Further Information:
Two Irish migrants on the cusp of new lives in post-war Britain. Two young people who dare to dream of a better life, and dance the music of survival in their adopted homeland.
Afraid that his wife and children will arrive over any day, Trevor is in a hurry to settle old scores with his rivals and to prove himself the top fighting man within his London-Irish community of drinkers and navvies while Nano seeks to escape the stifling conformity and petty jealousies of her peers and forget her failed love-match at home. Will Trevor finally prove himself “the man” and secure the respect that he feels is his by virtue of blood and tribe?
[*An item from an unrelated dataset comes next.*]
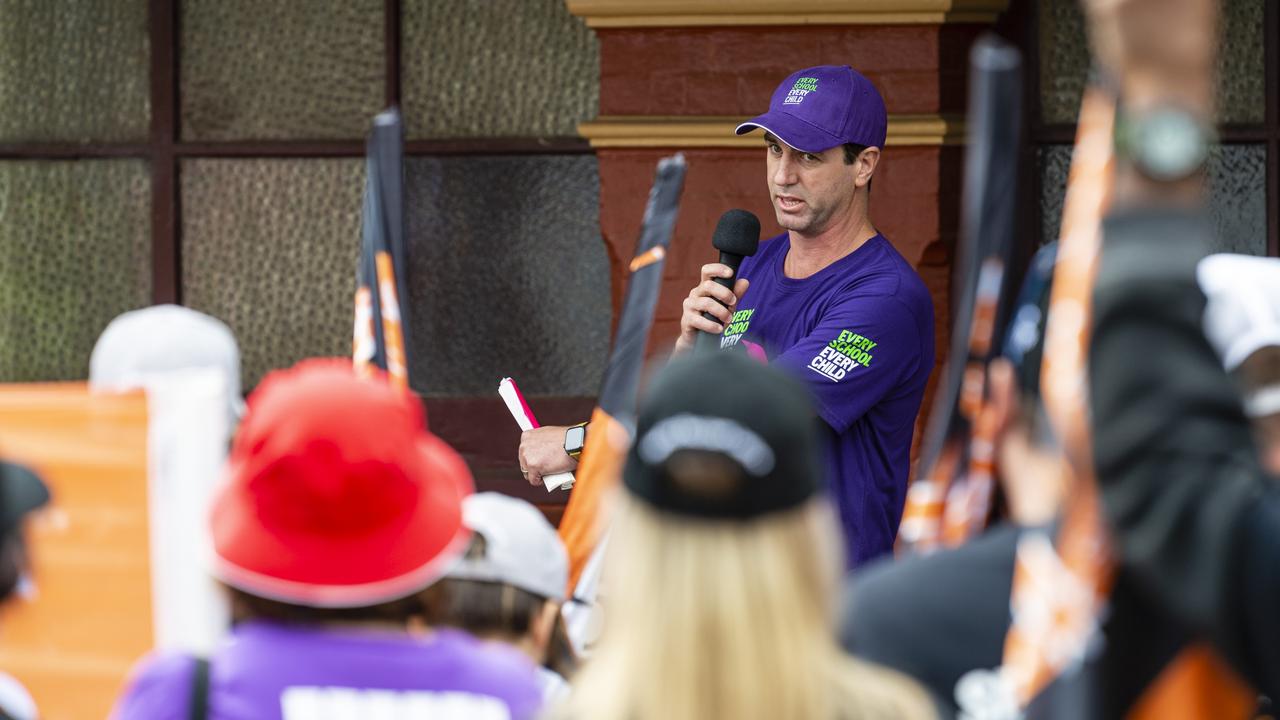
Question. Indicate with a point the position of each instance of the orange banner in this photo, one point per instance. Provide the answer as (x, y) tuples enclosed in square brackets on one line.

Does Nano have it in her to break free of the suffocating bonds of home and community and find love with Lithuanian beau Julius?
Written at a time when the Irish were “building England up and tearing it down again,” and teeming with the raucous energy of post-war Kilburn, Cricklewood and Camden Town this novel is one of the very few authentic portrayals of working-class life in modern Irish literature.
Up to one in four UK citizens claims Irish heritage. For each decade of the 1950s alone – a time of British postwar boom and Irish economic decline – over half of Ireland’s population, those coming of age in that decade, emigrated: the majority to England. And while Irish-owned companies today account for one tenth of the almost £100bn British construction industry, those navvies who built our homes, roads and hotels comprise a forgotten generation, alongside the nurses that made the crossing alone to power our nascent Welfare State.
Dónall Mac Amhlaigh was among them, working on construction sites throughout London and the Midlands, including the M1 and M6 motorways. In this autobiographical novel are the people who later calcified into stereotypes of Irish immigrants and their haunts: the navvy, the drinker, the fighter, the nurse. As with the Polish builder, Romanian gangster or Spanish nurse of today, such caricatures have their source in real lives adapting to economic reality.